Dlatego będzie raczej dążyła do przekazania szefostwa CDU von der Leyen, by to ona była twarzą następnej kampanii wyborczej. Najpierw popularna minister musi jednak zapuścić korzenie w chadecji. Ubocznym skutkiem szybkiego awansu von der Leyen jest brak partyjnego zaplecza, na którym mogłaby się oprzeć, gdy zabraknie protektorki.
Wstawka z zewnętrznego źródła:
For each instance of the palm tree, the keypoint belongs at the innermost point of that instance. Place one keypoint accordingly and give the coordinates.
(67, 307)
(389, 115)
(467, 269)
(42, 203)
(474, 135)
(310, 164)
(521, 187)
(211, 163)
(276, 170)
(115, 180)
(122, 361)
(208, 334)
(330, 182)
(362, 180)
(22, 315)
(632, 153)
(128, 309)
Jej najgroźniejszym rywalem będzie popularny minister obrony, baron Karl-Theodor zu Guttenberg – niebawem zostanie liderem bawarskiej CSU, a z czasem przyciągnie też konserwatystów z CDU. Von der Leyen może liczyć na partyjnych liberałów, ale kluczem do przywództwa będzie jak zwykle środek – to o niego rozegra się bój w łonie chadecji.
Gdy ktoś nazwał von der Leyen „księżniczką koronną” Angeli Merkel, powiedziała: „Nie akceptuję w ogóle tego słowa. Jestem samodzielną osobą w obrębie partii”. I na tym polega dziś jej największy problem.